Two weekends ago I spent some time at the Innenhafen of Duisburg, a city neighboring Essen to the West, and I made a comment to an acquaintance saying that I thought it was too bad that Essen didn't have a harbor too. That led to a discussion in which I found out that Essen does have a harbor. Imagine my surprise. I've spent most of my time in southern Essen along the Ruhr. The Ruhr is pastoral. There are some old tow paths, but mostly it's a rural and residential landscape. Not so on the north side of Essen where the Emscher River flows. Here the Rhein/Herne Canal was dug to facilitate the transport of coal and other commodities. On Wednesday of this week I visited the forbidding north end of Essen, walked the Rhein/Herne Canal and saw the harbor, which, for the record, is tiny. It's dominated now by recycling facilities and among other things I watched while small bricks of shredded clear plastic were excreted from a chute into an open container for transport, presumably to some other even more desolate location.

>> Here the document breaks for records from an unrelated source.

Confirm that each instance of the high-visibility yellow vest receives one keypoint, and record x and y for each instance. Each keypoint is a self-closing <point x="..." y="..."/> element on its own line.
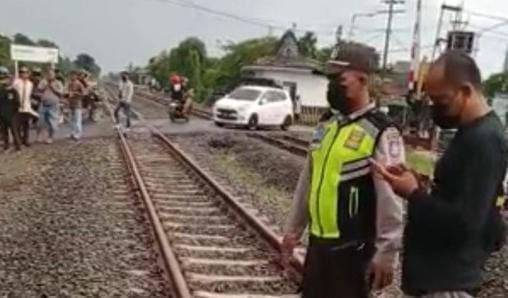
<point x="342" y="202"/>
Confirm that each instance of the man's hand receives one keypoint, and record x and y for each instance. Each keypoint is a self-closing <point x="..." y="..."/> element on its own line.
<point x="289" y="243"/>
<point x="403" y="181"/>
<point x="379" y="275"/>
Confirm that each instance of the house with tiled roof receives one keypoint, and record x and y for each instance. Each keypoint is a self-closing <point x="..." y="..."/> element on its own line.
<point x="293" y="71"/>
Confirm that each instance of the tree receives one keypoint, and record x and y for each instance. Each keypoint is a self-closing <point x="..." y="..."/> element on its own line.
<point x="5" y="56"/>
<point x="308" y="45"/>
<point x="87" y="62"/>
<point x="324" y="54"/>
<point x="239" y="55"/>
<point x="22" y="39"/>
<point x="496" y="83"/>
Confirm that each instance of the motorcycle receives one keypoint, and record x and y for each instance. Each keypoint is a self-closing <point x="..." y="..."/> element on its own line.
<point x="176" y="111"/>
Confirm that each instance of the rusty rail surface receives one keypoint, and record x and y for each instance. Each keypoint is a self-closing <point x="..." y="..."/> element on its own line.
<point x="171" y="263"/>
<point x="169" y="259"/>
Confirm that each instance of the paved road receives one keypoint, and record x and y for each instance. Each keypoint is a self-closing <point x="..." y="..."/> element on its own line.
<point x="198" y="125"/>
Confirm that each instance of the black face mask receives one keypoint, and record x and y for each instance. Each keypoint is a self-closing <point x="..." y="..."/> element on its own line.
<point x="336" y="96"/>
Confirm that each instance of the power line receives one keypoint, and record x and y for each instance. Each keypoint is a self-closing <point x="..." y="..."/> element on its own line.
<point x="252" y="21"/>
<point x="192" y="5"/>
<point x="487" y="16"/>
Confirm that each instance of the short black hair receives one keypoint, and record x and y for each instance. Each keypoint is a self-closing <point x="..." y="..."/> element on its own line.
<point x="460" y="68"/>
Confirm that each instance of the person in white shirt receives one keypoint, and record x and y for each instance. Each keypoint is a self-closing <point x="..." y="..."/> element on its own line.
<point x="25" y="87"/>
<point x="126" y="92"/>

Learning about the canal made me curious about this whole shipping thing and I followed up today by visiting Ruhrort, a Stadtteil of Duisburg. Ruhrort got it's start in the Middle Ages and it's the biggest inland port in Europe. It's the home of a great museum devoted to shipping on the Rhine and its related network of canals and rivers. The best part of the museum is that it's housed in a former bath house for the laborers of the steel works across the street. The architect did a fabulous job preserving the baths and adapting them to the needs of the museum. I could go on forever about this place, but I was supposed to say something about paving stones and tiles.

Here's the connection: water is a great mode of transport for heavy stuff. Heavy stuff that isn't particularly valuable, kilo for kilo. So... a harbor is where the stone, sand, gravel and other building materials typically enter a city. That meant that as I walked around the harbor in Essen I found a paving stone shop. For a guy that likes taking photographs of tiles and such, it was like I died and went to heaven.

Ruhrort and the seedy docksides of the Ruhrgebiet are also where most of the Tatort episodes featuring the legendary Schamanski were shot in the 1970's and 80's. It's a topic that's worthy of its own post here on Forschungsjahr and I plan to get busy with it soon. In the meantime, here are some of my favorite paving patterns from the past year:











1 comment:

Em said...

Wow. Things things you learn.
What a gold mine for your particular texture-hobby!

Though not entirely related (but in its some ways) your opening picture of the Essen Geography reminds me of some beautiful cartography I found recently by Harlod Fisk. They were done of the Mississippi river in the 40's and I thought they were lovely.